Gil immediately recognized the car’s potential. “It’s really rare to find a ’41 Willys that’s all steel and even has the original trim.” Like Randy, he wants to get the car running while keeping it as original as possible. “Really what we’re doing is helping Randy finish his dream.”
> After being in Randy Gribble’s hands for nearly 30 years, this veteran of the Midwest gasser wars has found a new home with Gil Muro and his cohorts at the Hot Rod Ranch. “Where I’m from, it’s hard to get California coolness,” says Randy, who’s based in South Dakota. “We don’t have a lot of drag racing out here. We build jalopies for dirt track racing. I’m having more fun knowing Gil is doing something with it.”
> What’s known about the Willys’ racing history starts in the Denver area in the 1950s. Back then it was powered by a Pontiac engine, and after he bought the car Gil turned up an old photo of the Willys with just the Pontiac logos on the doors. Dave Mader and Jerry Morris added their names, and another Pontiac mill, when they raced it in the Kansas area in 1959-1964.
> Paragon Plastics cut the Plexiglas side and rear windows for Gil. > Gil provided the parts for the Hemi’s induction system: Twin 750cfm Holleys feeding a 6-71 supercharger on a Cragar blower intake. He’s still tinkering with the motor, so we weren’t able to hear it fire. Among the mods already planned are different pulleys “to overdrive it to get more power.”
> Randy found the Willys’ front suspension at a swap meet: a spindle-to-spindle setup using a Don Long chromoly straight axle. When Randy got the car it had “an original Willys axle in it that had a little drop to it,” he says, “but this axle has the gasser history that I wanted.” He re-arched the front springs to give the nose a little altitude (and attitude).
> “I wish those windows could talk,” Randy says of this odd wear pattern in the paint. His best guess: While the Willys was in storage, a dangling chain, maybe in the garage rafters, would blow around in the wind and hit the car as it was swinging.
> When he took out the Chevy rearend, Randy found ladder-bar brackets and fabricated these “based on the look I wanted and where I thought they should come out. I studied a few old HOT ROD magazines and saw what they were doing.” The bars are made from 1 1⁄4- inch DOM with quarter-inch-wall tube. “I did step up to regular Art Morrison ladder bar ends, good solid rod ends,” Randy said.
> Gil had the vintage Mickey Thompson valve covers from “another Hemi project,” under which are triple-nickel 354 heads that were ported by Lockerman Porting Service. The heads are from “Mark Williams’ last front-engine dragster,” Randy says. “It was a normally aspirated, nitro-injected, A/fuel car back in the day.”

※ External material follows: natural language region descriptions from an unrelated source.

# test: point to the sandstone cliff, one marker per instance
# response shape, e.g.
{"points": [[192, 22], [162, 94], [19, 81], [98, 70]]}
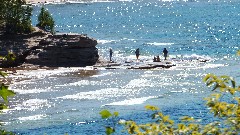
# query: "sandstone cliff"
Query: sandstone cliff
{"points": [[44, 49]]}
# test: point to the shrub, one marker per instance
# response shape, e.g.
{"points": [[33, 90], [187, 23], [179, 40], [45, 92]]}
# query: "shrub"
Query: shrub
{"points": [[45, 21]]}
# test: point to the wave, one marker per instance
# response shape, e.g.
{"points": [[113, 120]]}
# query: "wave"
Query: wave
{"points": [[34, 117], [132, 101], [106, 41]]}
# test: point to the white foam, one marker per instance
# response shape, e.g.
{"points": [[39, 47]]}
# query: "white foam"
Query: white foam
{"points": [[132, 101], [105, 41], [32, 104], [101, 94], [34, 117], [160, 44]]}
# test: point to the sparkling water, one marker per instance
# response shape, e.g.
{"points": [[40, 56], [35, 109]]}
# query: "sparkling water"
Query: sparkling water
{"points": [[68, 100]]}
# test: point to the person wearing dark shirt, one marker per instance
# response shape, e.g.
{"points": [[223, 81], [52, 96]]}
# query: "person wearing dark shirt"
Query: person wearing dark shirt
{"points": [[165, 53], [111, 52], [137, 53]]}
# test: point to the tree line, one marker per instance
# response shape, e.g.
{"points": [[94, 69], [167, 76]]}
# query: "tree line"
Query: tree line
{"points": [[15, 18]]}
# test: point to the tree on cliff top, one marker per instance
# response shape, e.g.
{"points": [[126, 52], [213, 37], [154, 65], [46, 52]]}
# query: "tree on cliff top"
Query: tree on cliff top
{"points": [[45, 21], [15, 16]]}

> A big Sun tach and Stewart-warner gauges monitor the goings-on, but Randy also left room for this ’41 Willys dashboard, another transplant from the sedan parts car. “It’s an original dashboard, just not original to this car,” he explains. “My friend Spud detailed it for me.”
> The Willys wears 1950s-vintage red paint over what looks like factory white, but there are worn-through areas and places, like this, where all the paint is just gone. Look close at the door and you can see an eighth inch or more of what initially looked like filler under the paint. Closer examination revealed it to be lead.
> Wilwood front disc brakes are among the car’s few contemporary components (along with a fuel cell in the trunk), all there for safety, says Gil. “Old Airheart brakes would be cool, but I wanted some real stopping power considering how fast this thing will be.”
> Randy removed the Tri-five Chevy rearend that was under the Willys when he bought it and replaced it with this ’57 Pontiac rearend, filled with 4.88 gears, a spool, and 35-spline Old Henry’s axles.